La question est de savoir comment investir massivement dans ces ressources ? Une méthode simple : la boucle locale d’investissement qui fait de nos dépenses courantes, nos investissements.
Exemple : les Vichyssois dépensent en moyenne 84 millions d’euros par an en gaz, essence et électricité. En réduisant nos consommations énergétiques d’un tiers, soit 28 millions d’euros, et en maintenant nos dépenses, on dégagerait de fait 28 millions d’euros d’investissements pour nos territoires. En fléchant ces 28 millions vers les dépenses d’isolation thermique censées réduire nos consommations pour lancer ce cercle vertueux. Les moyens ne manquent pas pour amorcer la pompe : Service public de l’Efficacité Energétique (EE), Fonds de garantie bancaires, SEM d’EE, tiers-investissement, etc.

Le potentiel d’emplois créés par un flux d’investissement de 28 millions d’euros annuels est évalué à 200 – 250 équivalents temps plein. Le défi étant de s’assurer que ces emplois soient le plus possible créés sur le bassin d’agglomération : à charge pour les structures de développement locales de veiller à la constitution et la pérennisation de filières locales, tant pour les services que pour les matières. Il est donc temps de repenser collectivement les modes d’intervention des agences locales de développement afin d’engager un dialogue social et professionnel territorial.

On pourrait multiplier les exemples sur des questions aussi diverses que

– les matières premières (et par exemple, le sable de construction dont le prix a été multiplié par 5 ces dernières années et qui entrave le secteur du bâtiment)

– les produits alimentaires

– le patrimoine thermal

– ou les services auxquels on ne répond pas aujourd’hui sur l’agglomération [Manque d’heures dans le traitement de la dépendance…]

On le voit ici en posant les questions de l’investissement et des ressources locales, on pose nécessairement celles du lien et des solidarités locales, qu’elles soient sociales ou économiques.

  • Liens – Solidarités – Réseaux :

Une mobilisation générale de tous les acteurs du territoire – associatifs, politiques, institutionnels, professionnels, etc… – est impérative contre la montée des inégalités à Vichy, qu’il s’agisse d’inégalités sociales, sanitaires, scolaires ou résidentielles…
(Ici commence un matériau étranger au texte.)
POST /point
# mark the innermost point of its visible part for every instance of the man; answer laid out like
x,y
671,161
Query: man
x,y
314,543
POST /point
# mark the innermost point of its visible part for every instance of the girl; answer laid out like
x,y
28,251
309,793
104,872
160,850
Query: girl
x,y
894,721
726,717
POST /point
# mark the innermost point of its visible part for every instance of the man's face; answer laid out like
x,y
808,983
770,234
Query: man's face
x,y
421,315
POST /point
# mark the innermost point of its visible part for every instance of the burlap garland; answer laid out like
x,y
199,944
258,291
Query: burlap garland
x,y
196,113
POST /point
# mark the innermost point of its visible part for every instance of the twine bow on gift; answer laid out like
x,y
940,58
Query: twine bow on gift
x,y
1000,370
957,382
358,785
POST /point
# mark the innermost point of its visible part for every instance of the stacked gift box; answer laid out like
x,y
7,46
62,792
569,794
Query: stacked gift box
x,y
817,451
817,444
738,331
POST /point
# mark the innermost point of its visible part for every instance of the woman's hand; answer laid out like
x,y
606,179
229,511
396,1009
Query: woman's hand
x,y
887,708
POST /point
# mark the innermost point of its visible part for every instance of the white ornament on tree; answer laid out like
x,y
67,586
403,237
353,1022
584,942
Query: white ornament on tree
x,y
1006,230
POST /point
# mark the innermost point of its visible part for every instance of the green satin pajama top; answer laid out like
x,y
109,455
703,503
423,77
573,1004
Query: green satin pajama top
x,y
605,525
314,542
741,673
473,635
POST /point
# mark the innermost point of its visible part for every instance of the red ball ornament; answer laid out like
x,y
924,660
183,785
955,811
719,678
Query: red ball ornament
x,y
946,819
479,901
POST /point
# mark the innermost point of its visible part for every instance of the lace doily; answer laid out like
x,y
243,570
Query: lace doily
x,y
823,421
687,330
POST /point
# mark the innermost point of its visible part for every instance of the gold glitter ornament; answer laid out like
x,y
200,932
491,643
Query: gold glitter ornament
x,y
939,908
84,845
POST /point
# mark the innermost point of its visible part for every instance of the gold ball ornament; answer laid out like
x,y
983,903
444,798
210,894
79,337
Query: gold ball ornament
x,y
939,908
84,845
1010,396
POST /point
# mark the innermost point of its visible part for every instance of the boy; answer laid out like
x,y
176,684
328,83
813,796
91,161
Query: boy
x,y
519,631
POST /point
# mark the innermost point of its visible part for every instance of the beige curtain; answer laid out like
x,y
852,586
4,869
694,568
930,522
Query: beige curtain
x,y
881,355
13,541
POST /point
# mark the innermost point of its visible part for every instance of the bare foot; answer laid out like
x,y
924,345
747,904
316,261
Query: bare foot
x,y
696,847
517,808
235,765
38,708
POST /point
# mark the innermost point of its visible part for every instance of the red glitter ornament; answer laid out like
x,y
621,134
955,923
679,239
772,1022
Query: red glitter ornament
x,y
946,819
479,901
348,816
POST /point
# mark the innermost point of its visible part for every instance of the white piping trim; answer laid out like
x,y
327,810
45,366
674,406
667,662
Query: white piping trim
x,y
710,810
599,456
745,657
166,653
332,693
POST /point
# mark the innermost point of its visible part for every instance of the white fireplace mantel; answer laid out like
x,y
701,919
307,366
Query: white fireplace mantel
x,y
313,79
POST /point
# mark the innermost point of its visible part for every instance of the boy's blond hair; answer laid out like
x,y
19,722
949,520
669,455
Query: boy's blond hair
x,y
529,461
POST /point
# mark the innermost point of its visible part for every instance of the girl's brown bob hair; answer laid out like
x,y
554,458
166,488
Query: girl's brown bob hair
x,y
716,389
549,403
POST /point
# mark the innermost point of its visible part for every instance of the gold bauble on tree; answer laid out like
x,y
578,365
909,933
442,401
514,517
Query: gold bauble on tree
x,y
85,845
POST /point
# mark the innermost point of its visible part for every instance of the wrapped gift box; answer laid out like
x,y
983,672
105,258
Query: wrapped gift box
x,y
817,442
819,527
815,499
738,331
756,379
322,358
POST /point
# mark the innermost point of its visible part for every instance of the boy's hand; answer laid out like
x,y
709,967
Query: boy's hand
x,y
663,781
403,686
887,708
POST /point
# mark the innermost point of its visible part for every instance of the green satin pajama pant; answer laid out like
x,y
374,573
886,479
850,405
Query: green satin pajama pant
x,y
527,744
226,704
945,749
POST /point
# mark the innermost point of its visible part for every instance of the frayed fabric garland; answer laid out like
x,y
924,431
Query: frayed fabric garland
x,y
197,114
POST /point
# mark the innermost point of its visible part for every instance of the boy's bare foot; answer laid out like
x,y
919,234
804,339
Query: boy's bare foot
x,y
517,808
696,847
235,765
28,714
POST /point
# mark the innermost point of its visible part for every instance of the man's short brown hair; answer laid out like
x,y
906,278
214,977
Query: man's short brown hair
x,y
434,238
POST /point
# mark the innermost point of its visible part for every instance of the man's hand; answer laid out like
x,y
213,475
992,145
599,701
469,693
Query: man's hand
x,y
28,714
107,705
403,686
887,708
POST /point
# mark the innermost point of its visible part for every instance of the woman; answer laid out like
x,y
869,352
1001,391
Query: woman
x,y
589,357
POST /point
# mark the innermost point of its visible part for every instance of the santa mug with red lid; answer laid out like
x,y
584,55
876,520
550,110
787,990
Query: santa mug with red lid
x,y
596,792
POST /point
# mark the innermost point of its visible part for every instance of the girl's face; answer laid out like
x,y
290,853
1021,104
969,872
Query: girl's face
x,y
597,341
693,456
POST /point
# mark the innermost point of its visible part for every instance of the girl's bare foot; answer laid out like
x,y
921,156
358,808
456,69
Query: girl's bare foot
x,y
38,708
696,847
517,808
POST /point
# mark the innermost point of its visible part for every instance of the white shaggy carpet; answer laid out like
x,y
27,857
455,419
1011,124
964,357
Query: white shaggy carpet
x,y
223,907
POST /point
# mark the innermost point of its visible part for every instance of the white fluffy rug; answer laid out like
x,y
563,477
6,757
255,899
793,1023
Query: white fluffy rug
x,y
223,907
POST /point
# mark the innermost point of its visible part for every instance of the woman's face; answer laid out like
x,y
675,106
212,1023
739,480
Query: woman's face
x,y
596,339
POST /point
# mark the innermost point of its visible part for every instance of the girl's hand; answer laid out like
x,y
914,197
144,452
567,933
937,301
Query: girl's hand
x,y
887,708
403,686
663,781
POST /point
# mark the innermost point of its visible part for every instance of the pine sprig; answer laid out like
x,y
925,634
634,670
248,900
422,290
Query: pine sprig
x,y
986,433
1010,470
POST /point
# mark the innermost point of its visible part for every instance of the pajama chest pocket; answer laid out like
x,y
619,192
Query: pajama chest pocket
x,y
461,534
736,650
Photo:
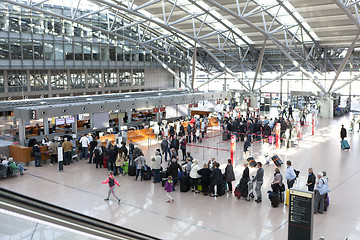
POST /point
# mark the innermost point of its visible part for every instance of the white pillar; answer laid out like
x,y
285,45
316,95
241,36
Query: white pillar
x,y
129,115
253,101
46,126
22,131
74,125
326,108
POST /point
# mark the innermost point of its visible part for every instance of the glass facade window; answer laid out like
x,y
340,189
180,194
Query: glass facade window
x,y
59,80
110,79
17,81
77,80
94,78
39,80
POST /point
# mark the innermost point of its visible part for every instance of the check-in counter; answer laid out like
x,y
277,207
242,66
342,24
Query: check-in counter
x,y
23,154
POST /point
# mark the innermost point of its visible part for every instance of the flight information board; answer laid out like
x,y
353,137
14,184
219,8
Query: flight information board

Exemple : les deux tiers des élèves issus de CM2 à l’école Pierre Coulon n’atteignent pas le seuil d’une seconde générale au lycée de Presles.
Il s’agit là d’une inégalité scolaire persistante malgré le travail des équipes. Elle est inscrite dans le territoire, localisée.

Ces inégalités ne sont plus seulement individuelles mais territoriales : il faut en établir une cartographie pour les traiter en tant que telles, par des politiques publiques coordonnées (santé, habitat, aménagement…) et un zonage pertinent.

D’un dispositif élargi et approfondi de réussite éducative mis en place en coordination avec les enseignants, les familles et les travailleurs sociaux à l’élaboration d’un Contrat Local de Santé pour établir une cartographie sanitaire précise du territoire communal et communautaire, en passant par un plan de prise en charge de la dépendance articulé sur les dispositifs existants (CG Allier) et la priorité donnée à la lutte contre la précarité énergétique dans les programmes de transition (voir plus haut), il convient de se donner les moyens d’enrayer ce creusement des inégalités dans la commune et alentour.

Lutter contre ces inégalités et le délitement du territoire, c’est se redonner les moyens du vivre-ensemble, les moyens de faire ville et territoire, la chance de s’inventer un avenir commun.